Home: A Memoir of My Early Years, is a lucidly told and engaging autobiography by the Oscar-winning actress, who has confined her literary career thus far to a series of successful children’s books. It chronicles the childhood of Julia Elizabeth Wells, born in 1935 to an aspiring vaudevillian mother and teacher father and named for two grandmothers, one of whom would die of “Paralysis of the Insane,” or syphilis, which “was certainly not `genteel.’” Andrews’ own aspirations to gentility—and her very working-class reality—characterize the first 18 years of her life, spent as a World War II-era latchkey kid.


Young Julia shuttled between the nature-loving father she adored (“Dad”) and her mother, a less-trusted figure who caused a rift in the family when she took up with Canadian tenor Ted Andrews (“Pop”). Her tenuous relationship with “Pop” was further strained when he made a disorienting sexual overture. A few years later, Julia learned that “Dad” was not her real father. Julia would eventually take her stepfather’s more mellifluous name, as her stature on the British theater circuit evolved, but it’s clear that “Dad” was the emotional anchor in her complex world.


More harrowing moments of Julia’s adolescence occurred during the Blitz, when bombings often forced the family to retreat into the London Underground for safety.

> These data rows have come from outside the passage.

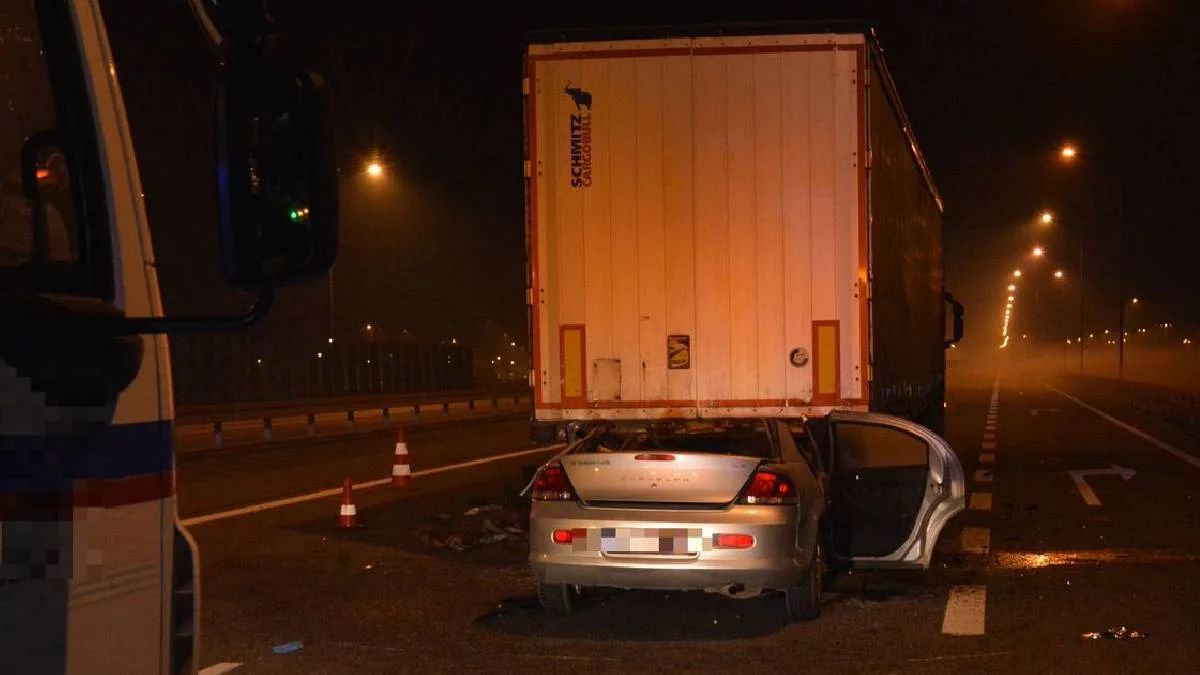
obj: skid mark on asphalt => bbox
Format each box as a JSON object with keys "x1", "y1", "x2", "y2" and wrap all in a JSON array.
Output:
[
  {"x1": 942, "y1": 377, "x2": 1000, "y2": 635},
  {"x1": 961, "y1": 527, "x2": 991, "y2": 555},
  {"x1": 1050, "y1": 386, "x2": 1200, "y2": 468}
]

As the war escalated, Julia, her mother and stepfather moved to Kent, where air raids, too, were a daily part of life. Julia was the only family member with the ear to differentiate between the fighter aircraft of the Royal Navy and German “doodlebugs” overhead, so she was charged with alerting neighbors, by whistle, whether the steady drone of an aircraft means it was safe to continue baking or necessary to retreat to a shelter.

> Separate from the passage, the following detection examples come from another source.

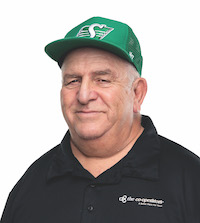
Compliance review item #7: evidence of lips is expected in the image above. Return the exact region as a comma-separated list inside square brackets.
[76, 110, 103, 117]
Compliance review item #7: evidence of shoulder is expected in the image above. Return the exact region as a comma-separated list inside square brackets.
[159, 136, 200, 178]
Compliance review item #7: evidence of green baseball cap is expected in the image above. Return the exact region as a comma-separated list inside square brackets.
[45, 17, 143, 75]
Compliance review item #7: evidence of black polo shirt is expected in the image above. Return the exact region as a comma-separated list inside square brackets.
[1, 116, 200, 223]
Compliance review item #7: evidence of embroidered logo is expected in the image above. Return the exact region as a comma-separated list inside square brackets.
[76, 23, 114, 40]
[119, 195, 164, 208]
[129, 51, 135, 60]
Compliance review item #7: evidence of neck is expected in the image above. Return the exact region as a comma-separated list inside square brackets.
[71, 115, 144, 177]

Naturally, Andrews is at her most engrossing when telling backstage anecdotes. After moving to New York and making her Broadway debut in The Boy Friend, she was called on by director Moss Hart to create Eliza Doolittle in My Fair Lady. Andrews recalls that Rex Harrison, in his first musical role, was a “basket case” whose nerves spurred him to try and back out of the New Haven premiere hours before the curtain was to rise.

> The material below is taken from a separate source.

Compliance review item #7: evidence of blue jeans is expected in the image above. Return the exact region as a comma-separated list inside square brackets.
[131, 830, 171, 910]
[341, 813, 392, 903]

Her more enduring affections are saved for Hart, who spent a long weekend helping her overcome insecurity about the role. “Dear Moss. He later told me that he had said to his wife, Kitty Carlisle, `You know, if this were the old days, I’d have taken her to the penthouse at the Plaza Hotel, locked the door, made passionate love to her all weekend and she’d have emerged Monday morning—a STAR!’” Came Carlisle’s arch reply: “If you think it’ll do any good—go ahead.”


Equally gratifying are the encounters with backstage visitors, such as Helen Keller, who could neither see nor hear My Fair Lady but conveyed to Andrews that she identified with Eliza because of her own problems with language.


Andrews goes easy on theater colleagues, even her hard-drinking Camelot co-star, Richard Burton. She reserves the vinegar for outsiders, such as Time magazine reporter Joyce Haber, who was invited by the cast of Camelot to attend two weeks of rehearsals in Toronto, then published a negative piece about the show. “Many years later,” Andrews writes, “she did several hatchet jobs on me and my husband, Blake, prompting my remark, which Blake loves to quote: `That woman should have open-heart surgery—and they should go in through her feet!’”


As long runs in Broadway musicals took their toll on her precious four-octave voice, Andrews was obliged to see a string of specialists for treatment.


Those increasingly frequent office visits presage what fans know would come years later, when a botched throat surgery would threaten to silence her singing voice forever. Andrews still sings; fortunately, she also writes—a good thing, because there are still four decades left to chronicle.